Niko Heikkilä

September 5, 2021

Craftsman's Log – 2021.09.05

Oh, hi! How is your September going? I've been reading again. I'm drafting this post with the Day One app, which I migrated to from Notion. I also tried Emacs' Org Mode for bullet journaling, but simplicity always wins.

The Human Side of Elixir

I've been studying Elixir programming language and its tooling occasionally, but somehow I never got the chance to start working on a project with it. This article about the human side of Elixir should convince me — and possibly you — otherwise. It is, indeed, a language from which both seniors and juniors can benefit.

An important thing to take into account for both Elixir veterans and new comers is that the developer experience is seriously top notch. This directly impacts how quickly people can pick up both the language, and the ecosystem libraries. For example, HexDocs hosts all of the docs for all of the libraries published to Hex.pm which in turn gives you a consistent method for looking up documentation on all of you project dependencies.

From Post-Mortems to Pre-Mortems

Most of the time, while we transform processes to their improved versions, we should be ​shifting left​. It just happens that post-mortems done after an incident has wreaked havoc on our business can also be conducted as pre-mortems. Bundle this with chaos engineering, and you have a terrific way of building operational resilience for your team.

Pre-mortem is a strategy in which a team imagines that a project has failed, and then works backward to determine what potentially could lead to the failure of a project. The term was coined by cognitive researcher Gary Klein.

The Gateway Pattern

While developing backend systems, I've usually written transformer logic to simplify using a 3rd party API. But, unknowingly, I've been leveraging a design pattern called Gateway, a compelling pattern in creating a boundary between your system and the outside world. It helps with testing, too, as it provides an easy way to drop in a test double.

I use a gateway whenever I access some external software and there is any awkwardness in that external element. Rather than let the awkwardness spread through my code, I contain to a single place in the gateway.

The Seven Virtues of Well-Craft Code

We should talk more about the virtuous code. You know, that kind of code that works, isn't duplicated, is simple, clear to understand, easy to change, and expressed briefly. Have you seen anything like it?

The idea of code virtues is not to replace or augment any laws of software design, but to help recognise and describe the goodness we see in good code.
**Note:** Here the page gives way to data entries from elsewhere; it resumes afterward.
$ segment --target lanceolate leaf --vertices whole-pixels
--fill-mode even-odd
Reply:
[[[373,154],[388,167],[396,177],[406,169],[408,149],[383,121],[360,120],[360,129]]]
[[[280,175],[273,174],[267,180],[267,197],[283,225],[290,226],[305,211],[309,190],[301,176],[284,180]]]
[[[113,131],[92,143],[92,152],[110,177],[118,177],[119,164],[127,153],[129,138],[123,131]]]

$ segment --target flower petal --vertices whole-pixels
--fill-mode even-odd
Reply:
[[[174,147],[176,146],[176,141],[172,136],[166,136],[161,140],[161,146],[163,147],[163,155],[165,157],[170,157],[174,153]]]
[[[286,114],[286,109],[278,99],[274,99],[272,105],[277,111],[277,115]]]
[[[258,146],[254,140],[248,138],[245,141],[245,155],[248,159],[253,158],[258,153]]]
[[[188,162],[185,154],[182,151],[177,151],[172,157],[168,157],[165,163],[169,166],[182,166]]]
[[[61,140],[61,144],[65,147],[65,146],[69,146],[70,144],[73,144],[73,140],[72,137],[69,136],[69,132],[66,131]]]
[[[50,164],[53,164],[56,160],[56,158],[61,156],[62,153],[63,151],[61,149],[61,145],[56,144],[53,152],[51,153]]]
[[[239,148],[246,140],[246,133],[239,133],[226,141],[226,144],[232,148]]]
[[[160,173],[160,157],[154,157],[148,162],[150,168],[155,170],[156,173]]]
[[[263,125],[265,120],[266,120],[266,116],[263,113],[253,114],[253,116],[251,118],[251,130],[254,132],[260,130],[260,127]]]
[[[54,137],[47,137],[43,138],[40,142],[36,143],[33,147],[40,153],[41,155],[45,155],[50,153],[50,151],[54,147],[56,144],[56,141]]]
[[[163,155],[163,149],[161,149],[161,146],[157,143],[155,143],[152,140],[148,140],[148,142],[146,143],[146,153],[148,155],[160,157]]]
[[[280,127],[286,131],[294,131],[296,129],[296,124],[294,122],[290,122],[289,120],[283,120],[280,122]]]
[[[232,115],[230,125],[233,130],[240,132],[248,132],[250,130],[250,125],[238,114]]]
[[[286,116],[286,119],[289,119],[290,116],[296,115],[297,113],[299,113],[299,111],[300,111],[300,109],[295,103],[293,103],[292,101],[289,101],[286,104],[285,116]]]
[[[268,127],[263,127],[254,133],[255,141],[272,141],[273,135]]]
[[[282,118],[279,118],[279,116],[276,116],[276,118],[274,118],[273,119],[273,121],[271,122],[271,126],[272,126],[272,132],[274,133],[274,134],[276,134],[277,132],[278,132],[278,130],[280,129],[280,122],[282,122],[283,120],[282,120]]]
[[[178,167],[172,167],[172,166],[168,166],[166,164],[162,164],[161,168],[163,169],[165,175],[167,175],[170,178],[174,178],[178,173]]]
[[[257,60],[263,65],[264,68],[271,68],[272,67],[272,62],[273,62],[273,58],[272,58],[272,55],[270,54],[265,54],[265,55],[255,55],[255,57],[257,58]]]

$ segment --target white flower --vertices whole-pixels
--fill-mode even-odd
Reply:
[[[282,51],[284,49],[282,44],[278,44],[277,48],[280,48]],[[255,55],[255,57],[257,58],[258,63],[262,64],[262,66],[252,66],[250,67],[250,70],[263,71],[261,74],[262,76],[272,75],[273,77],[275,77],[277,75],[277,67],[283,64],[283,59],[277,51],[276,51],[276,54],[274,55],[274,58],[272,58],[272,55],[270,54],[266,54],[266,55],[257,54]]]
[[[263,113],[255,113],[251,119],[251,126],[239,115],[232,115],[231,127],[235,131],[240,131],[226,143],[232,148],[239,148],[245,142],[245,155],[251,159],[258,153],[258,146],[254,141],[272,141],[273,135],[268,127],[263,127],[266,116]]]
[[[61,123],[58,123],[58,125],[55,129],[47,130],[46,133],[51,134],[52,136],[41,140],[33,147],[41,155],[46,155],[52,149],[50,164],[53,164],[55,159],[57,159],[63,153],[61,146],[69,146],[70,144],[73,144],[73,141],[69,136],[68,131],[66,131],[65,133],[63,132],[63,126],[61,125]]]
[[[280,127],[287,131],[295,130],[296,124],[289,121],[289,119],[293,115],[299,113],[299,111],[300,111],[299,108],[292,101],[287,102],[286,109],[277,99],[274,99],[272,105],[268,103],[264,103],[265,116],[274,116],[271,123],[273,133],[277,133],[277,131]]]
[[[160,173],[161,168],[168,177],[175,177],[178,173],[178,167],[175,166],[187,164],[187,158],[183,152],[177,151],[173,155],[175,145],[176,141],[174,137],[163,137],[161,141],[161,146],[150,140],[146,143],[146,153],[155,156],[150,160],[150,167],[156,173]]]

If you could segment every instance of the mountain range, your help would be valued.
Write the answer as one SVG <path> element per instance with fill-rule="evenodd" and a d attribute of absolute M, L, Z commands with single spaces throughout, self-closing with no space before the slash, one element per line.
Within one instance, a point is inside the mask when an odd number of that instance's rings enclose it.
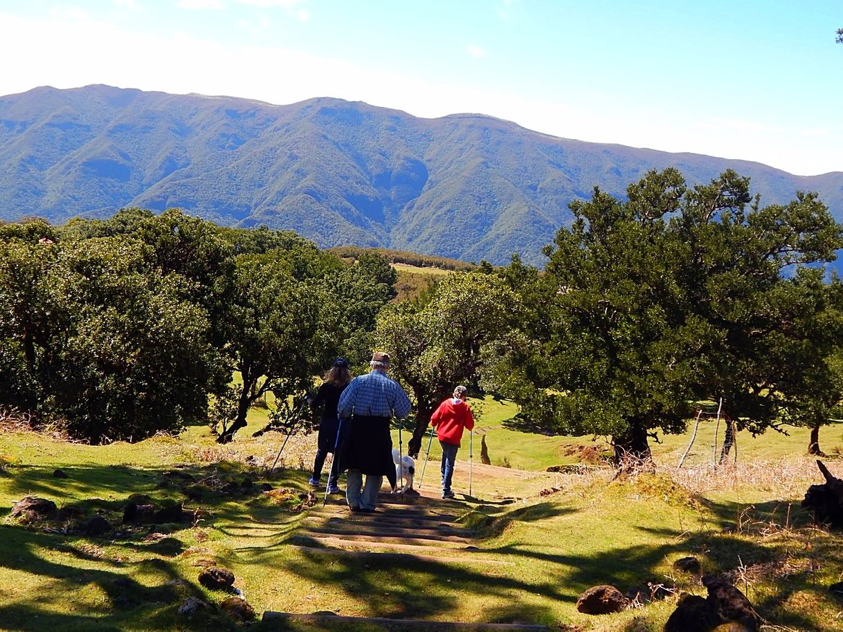
<path fill-rule="evenodd" d="M 289 105 L 90 85 L 0 97 L 0 218 L 61 223 L 179 206 L 224 225 L 292 228 L 323 247 L 382 246 L 541 264 L 595 185 L 651 169 L 689 183 L 728 168 L 762 203 L 817 191 L 843 221 L 843 172 L 558 138 L 475 114 L 422 119 L 337 99 Z"/>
The Anti-Pattern of Reducing Arrays

This might be an unpopular opinion, but that only makes it a doubly more important topic to discuss. For a long time, I've considered some of JavaScript's array-based operations confusing — think especially about the juniors in your teams. Array.reduce() is a perfect example of functional code smell unless you're computing a sum of numbers in a list or other trivial operation. Problems arise when we use reducing when computing new objects, arrays, and other complex data structures instead of primitive values. Furthermore, when used with spread operator, there is also a performance penalty to pay. There's often nothing terrible about using regular for-loops. If your team has banned using those because code must be functional, consider raising your hand in a discussion.

One functional downside: hidden iteration. Seems some coders would balk at for;for;for; but have no qualms with .map.filter.reduce.

Becoming a Terminal Hero with Fish Shell

I've been thinking of writing about my Fish shell configuration, but someone always beats me to it. Yes, I get it, you might be using Oh My ZSH comfortably right now, but that's equal to drinking a perfectly adequate pint of 1664 Blanc before entering the world of more delicate wheat beers. Try going fishing next.

It’s not until you experience the intelligent auto-suggestions and completions in Fish, however, that you truly realise what you’ve been missing. And that’s before you learn just how easy it is to extend as nearly everything is a function.

…And Managing Your Terminal Like a Superhero with Tmux

Managing multiple workspaces was painful before I learned how to use a terminal multiplexer's window and pane management features, commonly known as Tmux. Currently, all it takes for me to get set up for writing code is to run tmux attach, and my persisted session comes alive with a dedicated window for each project split into two or more panes. So here's a gentle guide to nudge you forward.

Most of the folks praise tmux for its session management. Imagine sessions as different areas of work you do. For example, one session can relate to your private web project where you run frontend, backend, editor, tests, and so on. Another session can be an SSH session on some server where you are messing around with infrastructure.